Le FMI octroie un nouveau prêt de 56 milliards au Gabon


Le Conseil exécutif du FMI Crédit photo : © 2018 D.R.

Les autorités gabonaises peuvent avoir le sourire. Malgré les « dérapages budgétaires » relevés par le FMI, l’institution vient tout de même de lui accorder le second volet de son prêt d’un montant de 56,425 milliards de nos francs soit 100,2 millions de dollars, au titre de son mécanisme élargi de crédits (MEDC) consenti depuis l’année dernière. Le gendarme de l’économie mondiale a salué, dans un communiqué de presse parvenu à nos confrères d’Info241, le plan de relance du pays bâti notamment sur les mesures d’austérité prises par les mêmes autorités gabonaise.

C’est certainement la bonne nouvelle qu’attendait depuis des mois le gouvernement Issoze Ngondet et Ali Bongo. Le FMI a accordé hier au Gabon, la deuxième tranche de son prêt triennal d’une valeur globale de 361,5 milliards (642 millions de dollars). Hier, ce sont 56,425 milliards qui ont de nouveau été octroyés aux autorités gabonaises dont la transparence de la gestion et les dérapages ont été relevés par le Fonds.

« Les conditions macro-économiques s’améliorent lentement au Gabon mais la reprise demeure fragile », a indiqué David Lipton, Premier directeur général adjoint et président par intérim du FMI. Avant de déplorer : « les dérapages budgétaires fin de 2017 et début de 2018 » qui ont « compliqué la gestion de la trésorerie, sapant les efforts de gestion et d’apurement des arriérés de la dette extérieure ».

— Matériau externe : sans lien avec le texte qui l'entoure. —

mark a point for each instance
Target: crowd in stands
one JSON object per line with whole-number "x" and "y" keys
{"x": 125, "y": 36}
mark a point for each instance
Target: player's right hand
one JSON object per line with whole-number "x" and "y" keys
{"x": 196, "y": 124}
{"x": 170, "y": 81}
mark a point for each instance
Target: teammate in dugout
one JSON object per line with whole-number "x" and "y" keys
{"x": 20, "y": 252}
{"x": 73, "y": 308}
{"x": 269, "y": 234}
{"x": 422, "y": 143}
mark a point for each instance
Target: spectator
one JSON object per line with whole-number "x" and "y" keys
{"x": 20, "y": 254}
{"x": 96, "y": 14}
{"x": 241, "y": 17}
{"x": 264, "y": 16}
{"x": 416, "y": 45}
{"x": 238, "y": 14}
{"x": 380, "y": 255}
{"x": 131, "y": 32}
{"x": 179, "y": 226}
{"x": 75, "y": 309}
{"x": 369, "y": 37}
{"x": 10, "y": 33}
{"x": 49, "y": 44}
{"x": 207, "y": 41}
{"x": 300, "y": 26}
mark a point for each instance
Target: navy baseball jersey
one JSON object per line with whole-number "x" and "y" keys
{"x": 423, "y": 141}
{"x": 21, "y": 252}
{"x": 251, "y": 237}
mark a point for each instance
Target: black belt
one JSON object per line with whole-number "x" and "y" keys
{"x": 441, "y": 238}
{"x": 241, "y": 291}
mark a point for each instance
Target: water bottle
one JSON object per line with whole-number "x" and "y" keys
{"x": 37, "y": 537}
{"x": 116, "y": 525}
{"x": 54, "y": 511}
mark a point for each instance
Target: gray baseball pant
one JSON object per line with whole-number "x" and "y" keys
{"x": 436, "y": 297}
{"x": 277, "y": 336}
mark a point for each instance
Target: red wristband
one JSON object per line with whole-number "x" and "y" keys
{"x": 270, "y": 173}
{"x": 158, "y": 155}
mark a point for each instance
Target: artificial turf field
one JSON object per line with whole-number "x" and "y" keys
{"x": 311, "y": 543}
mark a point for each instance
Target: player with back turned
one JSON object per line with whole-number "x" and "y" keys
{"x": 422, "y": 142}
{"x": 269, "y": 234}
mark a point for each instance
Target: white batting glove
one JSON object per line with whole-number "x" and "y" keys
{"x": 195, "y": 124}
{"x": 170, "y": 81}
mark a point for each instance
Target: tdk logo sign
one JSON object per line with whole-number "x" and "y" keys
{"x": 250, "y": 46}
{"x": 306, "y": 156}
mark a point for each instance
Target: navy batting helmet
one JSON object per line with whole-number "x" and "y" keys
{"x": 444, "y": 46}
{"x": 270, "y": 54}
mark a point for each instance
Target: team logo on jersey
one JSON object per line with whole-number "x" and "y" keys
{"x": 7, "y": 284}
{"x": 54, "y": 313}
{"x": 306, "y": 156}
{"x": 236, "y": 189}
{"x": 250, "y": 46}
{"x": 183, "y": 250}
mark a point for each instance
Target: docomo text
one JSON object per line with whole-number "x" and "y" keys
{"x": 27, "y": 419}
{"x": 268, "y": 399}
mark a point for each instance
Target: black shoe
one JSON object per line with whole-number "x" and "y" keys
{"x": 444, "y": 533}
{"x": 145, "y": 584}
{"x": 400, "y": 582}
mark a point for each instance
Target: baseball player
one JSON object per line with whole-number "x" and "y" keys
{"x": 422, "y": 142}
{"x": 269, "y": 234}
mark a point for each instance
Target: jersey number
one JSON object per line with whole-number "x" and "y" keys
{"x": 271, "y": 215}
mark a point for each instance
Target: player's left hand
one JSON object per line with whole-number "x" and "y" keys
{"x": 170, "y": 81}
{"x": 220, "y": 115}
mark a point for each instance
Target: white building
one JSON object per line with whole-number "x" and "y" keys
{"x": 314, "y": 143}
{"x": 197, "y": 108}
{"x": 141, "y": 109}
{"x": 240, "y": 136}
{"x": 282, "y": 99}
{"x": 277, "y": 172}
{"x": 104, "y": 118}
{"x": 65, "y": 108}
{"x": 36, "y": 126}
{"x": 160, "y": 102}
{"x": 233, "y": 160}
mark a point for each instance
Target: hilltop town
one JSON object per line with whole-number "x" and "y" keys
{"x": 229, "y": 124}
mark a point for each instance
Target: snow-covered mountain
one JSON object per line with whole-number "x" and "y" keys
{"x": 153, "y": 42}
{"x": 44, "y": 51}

Et de poursuivre : « Les autorités ont réitéré leur engagement en faveur du programme et ont mis en œuvre un budget supplémentaire pour 2018 visant à assainir le budget et de le mettre sur de bons rails. Le nouveau budget est soutenu par des mesures énergiques visant à contenir la masse salariale et d’autres dépenses non prioritaires. L’élimination prévue d’un grand nombre d’organismes gouvernementaux semi-autonomes et le renforcement des contrôles sur les agences restantes devraient améliorer la transparence et l’efficacité des dépenses publiques ».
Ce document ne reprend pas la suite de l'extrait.